Mr. GRAHAM. Madam President, I wish to bring the body's attention to a recent decision by the Obama administration to place the son-in-law of Osama bin Laden, Mr. Abu Ghaith--I think I am pronouncing the name correctly--into Federal district court in New York charged with conspiracy to kill American citizens. He has been presented to our criminal justice system. He is, in my view, the classic example of an enemy combatant.

I will be, along with Senator Ayotte, writing the Attorney General asking for a rundown of how long he was interrogated before he was read his Miranda rights. I believe this is a classic example of a person of great intelligence value who should have been held as an enemy combatant at Guantanamo Bay for intelligence-gathering purposes as long as it took to get good intelligence. He, in my view, is a treasure trove of information about not only al-Qaida but maybe things going on in Iran. There is an allegation of his being held in Iran for a very long time as their houseguest, for lack of a better word.

I fear greatly we are beginning to go back to the criminal justice model that preceded 9/11. The first time the World Trade Center was attacked, we had the Blind Sheik case and the prosecutors did a wonderful job of prosecuting the Blind Sheik and his conspirators in Federal court. But everybody at that time treated al-Qaida and terrorism as a criminal threat.

After 9/11, we changed our model. The attacks of 9/11 were viewed as an act of war and we authorized military force to go after al-Qaida and affiliates by allowing us to use the law of war model regarding al-Qaida operatives.
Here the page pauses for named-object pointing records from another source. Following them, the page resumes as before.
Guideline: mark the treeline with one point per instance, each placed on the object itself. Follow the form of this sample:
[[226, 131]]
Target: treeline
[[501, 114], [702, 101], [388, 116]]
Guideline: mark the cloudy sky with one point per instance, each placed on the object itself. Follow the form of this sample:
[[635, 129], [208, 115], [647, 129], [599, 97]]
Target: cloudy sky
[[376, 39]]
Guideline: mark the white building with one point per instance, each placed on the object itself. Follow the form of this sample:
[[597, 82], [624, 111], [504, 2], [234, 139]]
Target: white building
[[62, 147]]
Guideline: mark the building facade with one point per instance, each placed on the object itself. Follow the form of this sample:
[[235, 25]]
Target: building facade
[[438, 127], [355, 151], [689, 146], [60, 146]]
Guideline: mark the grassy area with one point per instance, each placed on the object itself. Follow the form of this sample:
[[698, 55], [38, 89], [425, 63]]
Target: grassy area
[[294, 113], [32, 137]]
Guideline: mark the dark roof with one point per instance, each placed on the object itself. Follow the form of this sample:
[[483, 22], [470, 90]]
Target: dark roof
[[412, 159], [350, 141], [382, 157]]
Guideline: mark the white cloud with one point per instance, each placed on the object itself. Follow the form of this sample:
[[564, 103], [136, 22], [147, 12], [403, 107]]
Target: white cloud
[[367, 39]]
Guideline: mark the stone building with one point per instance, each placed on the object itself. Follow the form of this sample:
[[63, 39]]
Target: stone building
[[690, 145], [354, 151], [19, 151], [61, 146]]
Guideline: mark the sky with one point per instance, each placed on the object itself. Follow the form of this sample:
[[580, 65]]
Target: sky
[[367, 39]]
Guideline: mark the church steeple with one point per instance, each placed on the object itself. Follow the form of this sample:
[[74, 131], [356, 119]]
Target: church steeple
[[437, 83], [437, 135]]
From 9/11 forward, we can now hold them as enemy combatants.

Under the law of war--I have been a military lawyer for 30 years--there is no Miranda right component. If a person is captured as an enemy prisoner, he or she is not read their rights or provided a lawyer. When a commander hears we have a highly valued member of the enemy in our custody, the first thing the commander wants to know is what intelligence have we gathered. The last thing on the commander's mind is where we are going to prosecute them.

So when we are fighting a war, the purpose of interrogating an enemy prisoner is to find out information about enemy activity so we can win the war and protect our troops. In criminal law, the purpose is to convict somebody for a crime. Under criminal law--domestic criminal law--we cannot hold someone for interrogation purposes. We can't ask them about what they have been up to, what they know, and I don't suggest we should. They are entitled to a lawyer and Miranda rights and that is the way it should be.
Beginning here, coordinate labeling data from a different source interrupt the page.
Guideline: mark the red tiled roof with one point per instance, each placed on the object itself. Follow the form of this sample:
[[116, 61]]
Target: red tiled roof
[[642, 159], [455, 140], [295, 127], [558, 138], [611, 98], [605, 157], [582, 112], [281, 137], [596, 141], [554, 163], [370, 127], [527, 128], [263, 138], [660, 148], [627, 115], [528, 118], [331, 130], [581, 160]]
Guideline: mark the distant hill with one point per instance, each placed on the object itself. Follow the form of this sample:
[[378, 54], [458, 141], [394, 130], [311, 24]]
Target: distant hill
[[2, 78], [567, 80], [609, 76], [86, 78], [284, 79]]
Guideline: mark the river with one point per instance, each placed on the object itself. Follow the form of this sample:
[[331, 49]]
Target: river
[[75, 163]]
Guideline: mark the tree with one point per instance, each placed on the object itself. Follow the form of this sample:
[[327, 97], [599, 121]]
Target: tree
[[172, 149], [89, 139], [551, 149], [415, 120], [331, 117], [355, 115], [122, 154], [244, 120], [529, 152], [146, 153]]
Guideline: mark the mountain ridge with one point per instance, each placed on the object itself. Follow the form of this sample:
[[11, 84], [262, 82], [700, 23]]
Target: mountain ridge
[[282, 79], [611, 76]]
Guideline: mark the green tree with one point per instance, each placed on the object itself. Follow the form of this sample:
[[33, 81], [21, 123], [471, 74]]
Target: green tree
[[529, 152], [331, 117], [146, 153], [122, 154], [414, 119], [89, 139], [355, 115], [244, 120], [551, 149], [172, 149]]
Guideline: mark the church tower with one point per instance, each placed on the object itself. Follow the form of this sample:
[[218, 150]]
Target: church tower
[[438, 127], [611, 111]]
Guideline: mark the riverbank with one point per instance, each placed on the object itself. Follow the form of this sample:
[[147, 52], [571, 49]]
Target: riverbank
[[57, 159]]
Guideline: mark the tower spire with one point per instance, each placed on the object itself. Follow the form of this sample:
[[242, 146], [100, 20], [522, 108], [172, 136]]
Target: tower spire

But we are fighting a war, at least in my view we are fighting a war. I wish to remind the Nation--I doubt if we need a whole lot of reminding but every now and then apparently we do--this is the Twin Towers on fire, beginning to crumble from an attack on 9/11. This is the Pentagon, the damage done to the Pentagon, and 300 people lost their lives there, and this is the Shanksville, PA, site of Flight 93.

To those who suggest we are not in a war, I could not disagree more. I would say the single biggest loss of life in the war on terror was the first day; the very first day the war began, September 11, 2001. Do my colleagues remember where they were? Do they remember their reaction? The first three battles in this war cost us the most lives of any day in the war. We have lost a lot of soldiers, and our hearts go out to them, but there has never been a day when Americans bled more than 9/11 itself.
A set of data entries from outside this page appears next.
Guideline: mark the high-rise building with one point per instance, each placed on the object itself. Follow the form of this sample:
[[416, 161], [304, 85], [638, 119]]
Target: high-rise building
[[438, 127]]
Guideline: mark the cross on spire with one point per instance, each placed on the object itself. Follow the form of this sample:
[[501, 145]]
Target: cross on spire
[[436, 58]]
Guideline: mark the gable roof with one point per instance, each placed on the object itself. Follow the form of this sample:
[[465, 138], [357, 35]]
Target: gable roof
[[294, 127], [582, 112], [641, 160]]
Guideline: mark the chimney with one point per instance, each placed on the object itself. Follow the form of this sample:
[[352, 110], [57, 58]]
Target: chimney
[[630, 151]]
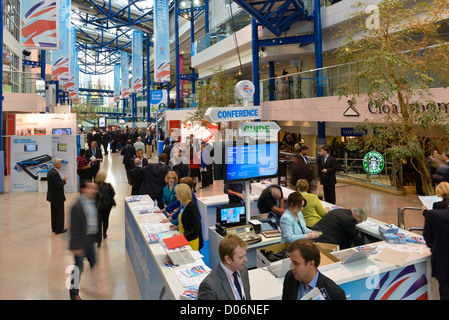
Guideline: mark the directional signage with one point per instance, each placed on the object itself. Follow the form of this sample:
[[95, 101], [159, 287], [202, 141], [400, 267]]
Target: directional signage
[[228, 114], [244, 89], [258, 129]]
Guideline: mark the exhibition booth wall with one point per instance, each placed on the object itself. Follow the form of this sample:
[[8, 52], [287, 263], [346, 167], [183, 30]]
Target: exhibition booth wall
[[33, 141]]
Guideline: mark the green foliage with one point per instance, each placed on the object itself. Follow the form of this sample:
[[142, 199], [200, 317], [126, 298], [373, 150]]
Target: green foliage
[[219, 91], [84, 112], [397, 58]]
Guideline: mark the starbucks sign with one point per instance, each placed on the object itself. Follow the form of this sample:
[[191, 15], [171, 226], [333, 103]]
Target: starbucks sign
[[373, 162]]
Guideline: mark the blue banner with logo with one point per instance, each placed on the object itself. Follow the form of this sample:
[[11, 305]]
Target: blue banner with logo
[[60, 57], [116, 83], [137, 62], [161, 41], [71, 83], [158, 100], [124, 67]]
There are three battlefields in this war:

New York, over 2,000 people killed; the Pentagon, around 300 killed; Shanksville, PA, the entire membership of that airplane was killed. To the people of flight 93: You fought back. You weren't fighting against a bunch of criminals. You fought back against a bunch of terrorists who were trying to take the last airplane and crash it into this building or some other building in Washington. To those who died on that flight, you are the first line of defense. You, above all others, were the first ones to fight back. I will not let your fight go unnoticed. You were not fighting a bunch of criminals. You were fighting people who are at war with us.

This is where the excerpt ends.